Health was the most commonly cited reason, amid rising concerns about the link between animal products and chronic disease. This was followed by environmental and animal welfare issues. However, a small percentage of respondents (3.3%) had actually increased their meat consumption.
Most participants who had cut down on meat said they aimed to follow a plant-forward diet, but a minority (14.3%) said they were just trying new products and did not necessarily plan on a long-term diet change. Overall, findings indicated widespread interest in and openness to plant-based foods.
Some respondents reported barriers to eating a plant-based diet, such as other household members not wanting to cut down on meat, lack of awareness of how to prepare plant-based meals, and high cost. When eating out, some participants said it was difficult to find suitable options.
Taste drives repeat purchases
Despite media reports that meat alternatives are in decline, almost half (45.6%) of respondents said they eat plant-based foods that mimic animal products some of the time, though 32.8% preferred to stick to traditional plant foods. Legumes were the most popular type of plant protein, followed by tofu, tempeh, seitan, and veggie patties.
The two predominant factors influencing participants to try new plant-based foods were availability and cost.
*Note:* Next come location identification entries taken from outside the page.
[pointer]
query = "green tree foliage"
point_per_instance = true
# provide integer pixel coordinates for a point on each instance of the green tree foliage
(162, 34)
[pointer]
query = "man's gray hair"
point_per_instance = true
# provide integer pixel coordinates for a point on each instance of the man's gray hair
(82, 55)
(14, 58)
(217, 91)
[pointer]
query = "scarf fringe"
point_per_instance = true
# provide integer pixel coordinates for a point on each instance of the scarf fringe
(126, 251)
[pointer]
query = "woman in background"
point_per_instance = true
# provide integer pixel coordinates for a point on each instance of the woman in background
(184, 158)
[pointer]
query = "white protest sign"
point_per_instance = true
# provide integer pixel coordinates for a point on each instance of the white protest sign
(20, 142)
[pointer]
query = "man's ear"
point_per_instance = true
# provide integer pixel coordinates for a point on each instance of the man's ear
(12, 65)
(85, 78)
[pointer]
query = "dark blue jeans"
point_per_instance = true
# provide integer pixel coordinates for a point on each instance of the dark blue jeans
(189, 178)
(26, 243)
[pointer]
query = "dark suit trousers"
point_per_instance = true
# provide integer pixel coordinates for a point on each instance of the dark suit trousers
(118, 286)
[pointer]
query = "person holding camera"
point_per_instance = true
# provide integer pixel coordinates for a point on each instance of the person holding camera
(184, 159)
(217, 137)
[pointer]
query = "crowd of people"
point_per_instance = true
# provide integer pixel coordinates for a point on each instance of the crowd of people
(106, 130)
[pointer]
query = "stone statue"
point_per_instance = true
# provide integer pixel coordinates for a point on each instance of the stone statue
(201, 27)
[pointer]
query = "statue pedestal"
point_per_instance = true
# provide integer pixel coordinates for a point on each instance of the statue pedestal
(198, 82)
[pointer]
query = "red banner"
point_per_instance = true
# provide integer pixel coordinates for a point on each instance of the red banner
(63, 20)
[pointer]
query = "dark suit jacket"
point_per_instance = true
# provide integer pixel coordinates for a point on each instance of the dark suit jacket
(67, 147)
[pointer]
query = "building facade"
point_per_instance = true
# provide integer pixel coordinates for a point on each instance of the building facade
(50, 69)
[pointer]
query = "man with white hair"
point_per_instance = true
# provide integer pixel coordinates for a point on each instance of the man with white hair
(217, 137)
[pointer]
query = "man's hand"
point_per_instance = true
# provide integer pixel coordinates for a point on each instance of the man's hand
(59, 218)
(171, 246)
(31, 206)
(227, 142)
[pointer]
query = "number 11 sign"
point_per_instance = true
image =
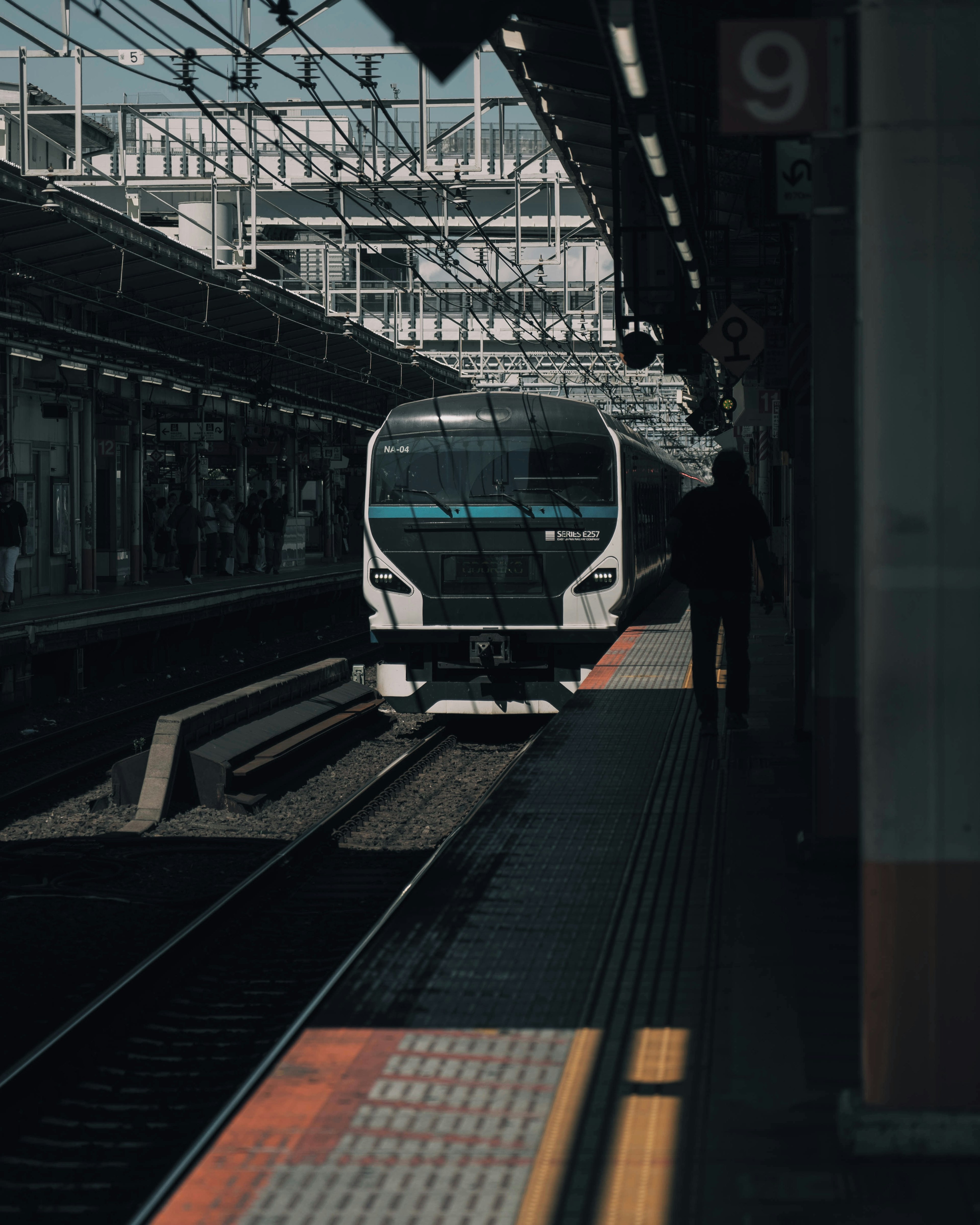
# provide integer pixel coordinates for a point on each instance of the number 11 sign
(781, 77)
However, the main drivers of repeat purchases were taste and nutritional value. The most common method used to discover new plant-based products was the internet, which was used by the majority of participants; 58.6% also discovered new foods by visiting stores and restaurants.
The study follows a report earlier this year which found that the Australian alt protein industry had grown tenfold over the past few years. However, the sector faces challenges in the form of infrastructure and supply bottlenecks, alongside attempts to restrict the labelling of meat alternatives.
“Agriculture Victoria recognises the growth potential of alternative proteins and other emerging sectors and believes these industries offer significant opportunities to create jobs, broaden income streams and target new markets and consumers,” said Sarah-Jane McCormack, executive director at Agriculture Victoria Policy and Programs.